As with any good costume it begins with a bodice block.
As we are making a Victorian bodice, and a corset would have been worn beneath the bodice a set of new measurements has to be taken of my performer whilst wearing a corset..
These new measurements ended up changing the size of the waist and chest; two very important measurements when drafting a bodice block.
As we are only making the bodice we only had to draft the bodice and sleeve block, and with that we were ready to move on to editing the drafted blocks.
Before we could really begin editing the patterns we drafted off the important lines from the original blocks, the got rid of the shoulder dart on the front bodice by cutting in to the pattern and converted the sleeve into a two part sleeve.
Then the pattern editing began on the bodice back.
Within this period of 1870-90’s the fashion was to have a slim waist and so the back of the bodice was designed to help enhance and give this illusion.
To give this illusion the back usually had multiple panels consisting of long sweeping curves.
With reference to my images I formed the back in to three panels, splitting the waist dart evenly over the panels.
First I drafted rough lines to get the desired shape, and then once happy I began to go over and smooth out the lines giving my final shape.
The next step was to draft the bottom line of my bodice.
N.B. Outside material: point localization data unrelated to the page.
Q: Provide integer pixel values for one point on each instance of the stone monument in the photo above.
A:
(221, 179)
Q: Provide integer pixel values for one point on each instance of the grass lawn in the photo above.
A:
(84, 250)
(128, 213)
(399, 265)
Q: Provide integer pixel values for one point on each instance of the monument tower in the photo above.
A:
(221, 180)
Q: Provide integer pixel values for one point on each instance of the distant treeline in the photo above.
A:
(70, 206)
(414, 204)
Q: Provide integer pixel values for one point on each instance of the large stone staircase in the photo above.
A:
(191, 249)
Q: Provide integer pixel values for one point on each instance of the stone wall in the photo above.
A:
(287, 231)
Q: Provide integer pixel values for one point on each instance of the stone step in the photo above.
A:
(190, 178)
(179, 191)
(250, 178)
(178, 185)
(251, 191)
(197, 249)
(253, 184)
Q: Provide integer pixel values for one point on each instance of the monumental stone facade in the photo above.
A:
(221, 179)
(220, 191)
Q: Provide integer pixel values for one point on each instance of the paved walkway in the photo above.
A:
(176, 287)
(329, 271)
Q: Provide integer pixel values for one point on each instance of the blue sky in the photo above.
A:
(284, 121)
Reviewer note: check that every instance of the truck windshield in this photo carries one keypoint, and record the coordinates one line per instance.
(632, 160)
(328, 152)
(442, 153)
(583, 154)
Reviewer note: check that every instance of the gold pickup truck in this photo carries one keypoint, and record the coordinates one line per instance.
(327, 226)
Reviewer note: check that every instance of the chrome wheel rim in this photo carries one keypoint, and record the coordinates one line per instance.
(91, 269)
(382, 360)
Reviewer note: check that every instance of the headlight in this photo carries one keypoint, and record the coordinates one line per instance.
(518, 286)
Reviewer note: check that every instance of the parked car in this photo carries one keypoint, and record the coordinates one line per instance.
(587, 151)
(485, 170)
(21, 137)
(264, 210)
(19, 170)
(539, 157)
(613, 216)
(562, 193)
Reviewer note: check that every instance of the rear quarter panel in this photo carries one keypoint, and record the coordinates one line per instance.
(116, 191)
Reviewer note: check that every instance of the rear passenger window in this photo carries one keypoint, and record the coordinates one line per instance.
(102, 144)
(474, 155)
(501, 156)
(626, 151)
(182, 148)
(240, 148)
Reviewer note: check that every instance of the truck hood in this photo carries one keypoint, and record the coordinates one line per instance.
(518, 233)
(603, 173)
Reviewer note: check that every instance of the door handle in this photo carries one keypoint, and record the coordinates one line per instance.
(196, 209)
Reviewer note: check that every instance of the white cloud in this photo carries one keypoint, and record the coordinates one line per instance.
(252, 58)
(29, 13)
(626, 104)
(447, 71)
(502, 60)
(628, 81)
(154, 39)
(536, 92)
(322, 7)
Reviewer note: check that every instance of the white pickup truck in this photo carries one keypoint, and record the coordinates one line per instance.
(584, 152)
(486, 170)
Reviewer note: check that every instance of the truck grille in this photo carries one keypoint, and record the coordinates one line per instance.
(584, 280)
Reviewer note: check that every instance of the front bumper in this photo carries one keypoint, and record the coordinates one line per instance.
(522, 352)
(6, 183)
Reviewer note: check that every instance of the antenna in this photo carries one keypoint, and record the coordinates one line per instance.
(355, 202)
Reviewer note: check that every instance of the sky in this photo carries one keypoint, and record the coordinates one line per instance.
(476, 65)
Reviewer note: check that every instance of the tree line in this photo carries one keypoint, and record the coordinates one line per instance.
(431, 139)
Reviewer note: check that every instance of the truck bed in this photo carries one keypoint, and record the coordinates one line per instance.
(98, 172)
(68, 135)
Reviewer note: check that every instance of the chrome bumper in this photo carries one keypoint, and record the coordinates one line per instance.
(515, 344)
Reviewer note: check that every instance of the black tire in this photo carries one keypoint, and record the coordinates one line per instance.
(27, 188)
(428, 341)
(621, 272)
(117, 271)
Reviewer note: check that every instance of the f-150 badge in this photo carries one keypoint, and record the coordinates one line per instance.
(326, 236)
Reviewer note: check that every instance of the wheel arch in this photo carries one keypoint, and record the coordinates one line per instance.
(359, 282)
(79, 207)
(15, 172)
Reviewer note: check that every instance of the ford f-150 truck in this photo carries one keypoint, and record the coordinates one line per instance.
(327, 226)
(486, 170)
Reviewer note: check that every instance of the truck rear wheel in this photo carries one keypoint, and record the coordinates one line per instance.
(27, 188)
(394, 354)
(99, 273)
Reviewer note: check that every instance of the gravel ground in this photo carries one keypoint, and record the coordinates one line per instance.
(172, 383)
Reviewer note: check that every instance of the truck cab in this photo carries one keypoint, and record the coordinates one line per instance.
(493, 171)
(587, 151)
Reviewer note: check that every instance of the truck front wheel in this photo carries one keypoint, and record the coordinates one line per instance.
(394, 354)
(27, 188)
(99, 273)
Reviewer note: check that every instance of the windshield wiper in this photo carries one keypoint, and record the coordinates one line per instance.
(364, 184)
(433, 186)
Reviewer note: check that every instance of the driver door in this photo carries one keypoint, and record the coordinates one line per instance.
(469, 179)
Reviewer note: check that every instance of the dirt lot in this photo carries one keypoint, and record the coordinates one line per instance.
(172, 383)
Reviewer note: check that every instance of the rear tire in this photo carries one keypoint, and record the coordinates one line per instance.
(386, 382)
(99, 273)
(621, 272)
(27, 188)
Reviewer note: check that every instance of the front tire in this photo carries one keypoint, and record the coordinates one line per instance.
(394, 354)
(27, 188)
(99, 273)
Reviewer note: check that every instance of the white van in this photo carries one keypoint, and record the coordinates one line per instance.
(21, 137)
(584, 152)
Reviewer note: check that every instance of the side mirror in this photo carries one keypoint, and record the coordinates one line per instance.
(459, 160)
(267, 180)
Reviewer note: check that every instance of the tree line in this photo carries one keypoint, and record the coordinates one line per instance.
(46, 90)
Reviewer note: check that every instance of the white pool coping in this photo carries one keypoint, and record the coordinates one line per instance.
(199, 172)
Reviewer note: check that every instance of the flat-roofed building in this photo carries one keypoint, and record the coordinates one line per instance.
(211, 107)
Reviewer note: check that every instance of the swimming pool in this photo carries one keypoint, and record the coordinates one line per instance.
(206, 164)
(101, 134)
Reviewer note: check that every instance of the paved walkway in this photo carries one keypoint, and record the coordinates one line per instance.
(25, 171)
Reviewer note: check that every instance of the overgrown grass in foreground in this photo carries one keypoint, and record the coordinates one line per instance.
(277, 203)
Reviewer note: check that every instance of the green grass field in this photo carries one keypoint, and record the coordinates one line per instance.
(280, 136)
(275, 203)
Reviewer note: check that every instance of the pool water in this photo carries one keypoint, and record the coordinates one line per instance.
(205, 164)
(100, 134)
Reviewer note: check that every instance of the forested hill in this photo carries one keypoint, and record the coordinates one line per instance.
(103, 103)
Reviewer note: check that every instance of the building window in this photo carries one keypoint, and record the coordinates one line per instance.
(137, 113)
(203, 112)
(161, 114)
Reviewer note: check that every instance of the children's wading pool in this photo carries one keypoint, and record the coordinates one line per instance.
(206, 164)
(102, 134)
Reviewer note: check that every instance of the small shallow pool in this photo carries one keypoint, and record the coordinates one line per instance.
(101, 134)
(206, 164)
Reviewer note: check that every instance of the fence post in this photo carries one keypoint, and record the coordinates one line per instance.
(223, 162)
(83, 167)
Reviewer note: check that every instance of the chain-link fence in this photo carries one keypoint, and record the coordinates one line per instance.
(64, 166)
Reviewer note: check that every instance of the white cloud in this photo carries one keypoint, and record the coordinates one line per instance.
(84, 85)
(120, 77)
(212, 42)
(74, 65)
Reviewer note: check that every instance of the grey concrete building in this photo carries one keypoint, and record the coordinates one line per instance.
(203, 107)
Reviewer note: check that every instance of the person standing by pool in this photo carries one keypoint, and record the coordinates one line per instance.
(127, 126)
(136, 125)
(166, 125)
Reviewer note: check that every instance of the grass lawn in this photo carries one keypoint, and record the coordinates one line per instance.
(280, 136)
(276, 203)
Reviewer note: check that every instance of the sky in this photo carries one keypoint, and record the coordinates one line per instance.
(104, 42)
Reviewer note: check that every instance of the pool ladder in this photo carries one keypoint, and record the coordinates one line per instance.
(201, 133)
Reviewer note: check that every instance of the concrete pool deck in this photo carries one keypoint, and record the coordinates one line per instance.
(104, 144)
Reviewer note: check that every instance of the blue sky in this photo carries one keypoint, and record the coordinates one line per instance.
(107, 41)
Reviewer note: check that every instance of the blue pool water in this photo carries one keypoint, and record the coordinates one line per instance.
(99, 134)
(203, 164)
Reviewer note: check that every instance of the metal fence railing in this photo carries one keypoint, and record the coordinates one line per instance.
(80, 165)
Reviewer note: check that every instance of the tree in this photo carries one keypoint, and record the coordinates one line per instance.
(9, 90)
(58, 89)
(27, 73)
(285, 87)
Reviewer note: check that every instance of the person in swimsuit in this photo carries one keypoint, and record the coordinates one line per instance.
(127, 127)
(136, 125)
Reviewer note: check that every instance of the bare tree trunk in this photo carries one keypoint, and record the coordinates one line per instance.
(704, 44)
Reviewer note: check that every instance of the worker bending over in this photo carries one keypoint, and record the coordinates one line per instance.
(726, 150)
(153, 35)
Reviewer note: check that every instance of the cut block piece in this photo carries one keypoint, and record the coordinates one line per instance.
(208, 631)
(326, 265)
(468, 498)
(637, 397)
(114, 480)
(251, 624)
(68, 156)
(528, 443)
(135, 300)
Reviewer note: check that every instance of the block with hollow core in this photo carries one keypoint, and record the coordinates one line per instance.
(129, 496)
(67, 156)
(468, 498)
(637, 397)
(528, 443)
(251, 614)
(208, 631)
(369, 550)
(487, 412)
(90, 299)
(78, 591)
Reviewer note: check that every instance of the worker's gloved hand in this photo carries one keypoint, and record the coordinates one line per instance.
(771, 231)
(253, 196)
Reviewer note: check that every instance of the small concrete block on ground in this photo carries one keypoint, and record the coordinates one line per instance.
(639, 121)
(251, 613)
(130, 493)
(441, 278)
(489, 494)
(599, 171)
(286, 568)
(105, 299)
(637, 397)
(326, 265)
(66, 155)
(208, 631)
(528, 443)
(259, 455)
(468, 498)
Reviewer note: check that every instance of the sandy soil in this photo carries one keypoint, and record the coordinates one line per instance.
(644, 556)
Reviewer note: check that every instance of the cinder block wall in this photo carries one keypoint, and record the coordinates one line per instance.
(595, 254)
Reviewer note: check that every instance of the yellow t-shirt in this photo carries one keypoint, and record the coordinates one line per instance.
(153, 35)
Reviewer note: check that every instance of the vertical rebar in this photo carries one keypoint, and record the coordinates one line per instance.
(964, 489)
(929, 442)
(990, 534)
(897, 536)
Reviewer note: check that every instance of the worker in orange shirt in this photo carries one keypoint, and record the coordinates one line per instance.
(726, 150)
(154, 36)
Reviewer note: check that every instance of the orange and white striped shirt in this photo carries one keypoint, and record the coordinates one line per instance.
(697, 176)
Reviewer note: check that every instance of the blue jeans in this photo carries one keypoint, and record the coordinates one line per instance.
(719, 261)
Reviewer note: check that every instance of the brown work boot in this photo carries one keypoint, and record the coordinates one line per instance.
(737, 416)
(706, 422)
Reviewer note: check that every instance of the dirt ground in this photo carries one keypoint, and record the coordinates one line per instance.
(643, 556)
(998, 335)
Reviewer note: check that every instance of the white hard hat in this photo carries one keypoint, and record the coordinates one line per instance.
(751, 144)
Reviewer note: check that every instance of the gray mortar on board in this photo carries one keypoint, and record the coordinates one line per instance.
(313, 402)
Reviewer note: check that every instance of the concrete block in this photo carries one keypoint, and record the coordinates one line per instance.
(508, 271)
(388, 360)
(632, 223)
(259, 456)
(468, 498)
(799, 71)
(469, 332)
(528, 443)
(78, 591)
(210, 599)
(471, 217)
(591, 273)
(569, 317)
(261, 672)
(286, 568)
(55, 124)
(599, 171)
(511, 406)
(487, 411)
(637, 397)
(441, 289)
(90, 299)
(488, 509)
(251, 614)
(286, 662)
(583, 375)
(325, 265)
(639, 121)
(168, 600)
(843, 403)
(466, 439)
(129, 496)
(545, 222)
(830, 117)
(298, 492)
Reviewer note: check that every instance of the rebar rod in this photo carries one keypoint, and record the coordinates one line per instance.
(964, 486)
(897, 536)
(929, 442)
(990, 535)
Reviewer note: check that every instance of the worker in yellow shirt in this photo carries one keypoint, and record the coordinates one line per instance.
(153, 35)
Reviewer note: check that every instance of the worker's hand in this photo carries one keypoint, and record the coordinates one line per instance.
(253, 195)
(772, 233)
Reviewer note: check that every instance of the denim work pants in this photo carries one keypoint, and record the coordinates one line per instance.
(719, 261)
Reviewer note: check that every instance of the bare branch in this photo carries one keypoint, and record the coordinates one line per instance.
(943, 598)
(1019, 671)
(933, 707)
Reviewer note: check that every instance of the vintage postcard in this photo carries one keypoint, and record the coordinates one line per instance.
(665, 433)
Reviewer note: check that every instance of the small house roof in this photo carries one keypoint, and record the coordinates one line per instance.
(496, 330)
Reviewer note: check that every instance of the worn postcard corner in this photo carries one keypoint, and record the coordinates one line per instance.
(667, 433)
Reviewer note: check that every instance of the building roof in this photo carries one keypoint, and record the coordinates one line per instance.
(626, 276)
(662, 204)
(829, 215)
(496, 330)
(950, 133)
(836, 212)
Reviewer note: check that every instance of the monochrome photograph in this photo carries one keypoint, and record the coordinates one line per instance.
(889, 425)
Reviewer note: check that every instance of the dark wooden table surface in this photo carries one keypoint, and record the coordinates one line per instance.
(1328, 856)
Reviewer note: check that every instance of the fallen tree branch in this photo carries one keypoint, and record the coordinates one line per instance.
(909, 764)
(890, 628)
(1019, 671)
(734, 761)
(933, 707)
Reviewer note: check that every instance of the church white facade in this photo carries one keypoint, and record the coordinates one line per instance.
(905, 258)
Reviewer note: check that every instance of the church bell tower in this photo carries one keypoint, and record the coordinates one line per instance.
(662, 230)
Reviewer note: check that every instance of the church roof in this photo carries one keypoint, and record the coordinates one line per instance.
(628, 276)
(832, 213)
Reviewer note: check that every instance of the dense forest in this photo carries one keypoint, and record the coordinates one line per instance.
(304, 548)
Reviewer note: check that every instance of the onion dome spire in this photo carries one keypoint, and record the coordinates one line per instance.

With reference to my images, and research I found that it was often fashionable for the bodice to come lower and longer at the front and back, but would come up slightly higher over the hips.
My bodice pattern had pleats on the back panel, however this will not be edited in to the pattern until after the toile fitting. This is to make sure that the costume fits well first, before extra pleating is added in to the costume.
As a bum pad was usually worn during this period often the bottom of the back penals would flare out to allow for the room needed to fit over the excess fabric.
Again this design feature could be edited later on.
The next step was to concentrate on the editing of the front of the bodice.
The shoulder seam was first moved back wards, as it was fashionable to have a completely smooth front to a costume, and it would also encourage the illusion of a small back on the bodice.
Next, with reference to my image which has a panel down the front of the bodice, I drafted in the front panel, which as described in Janet Arnold’s pattern of fashion book would become a pouched panel.
Then with the front panel drafted in I split the waist dart over two darts on the main bodice, using my imaged as reference to help get a good idea of where the positioning on the darts should be.
Like before when I drafted the bottom line of the back bodice, I repeated the same of the front. Making sure that the side seam were the same length and that the side seam shape reflected each other.
Having finished pattern editing the front and back bodice, I drafted off the different panels individually lining up all of the seams to make sure they were the same length and then finally pinning together the pattern pieces and making sure the bottom of the bodice lined up in a smooth curve.
On the front of the bodice this was done by folding out the darts and smoothing off the bottom of the darts to get the desired shape and curve to the bottom of the bodice.
The final step of block editing was to flare out the sleeve to the desired shape and size that I wanted to achieve. This was done by cutting in to the sleeve pattern from the sleeve head to the elbow and then flaring out and moving around the pieces until the desired shape and size was achieved.
With that complete I could move on to cutting in calico ready for my first fitting.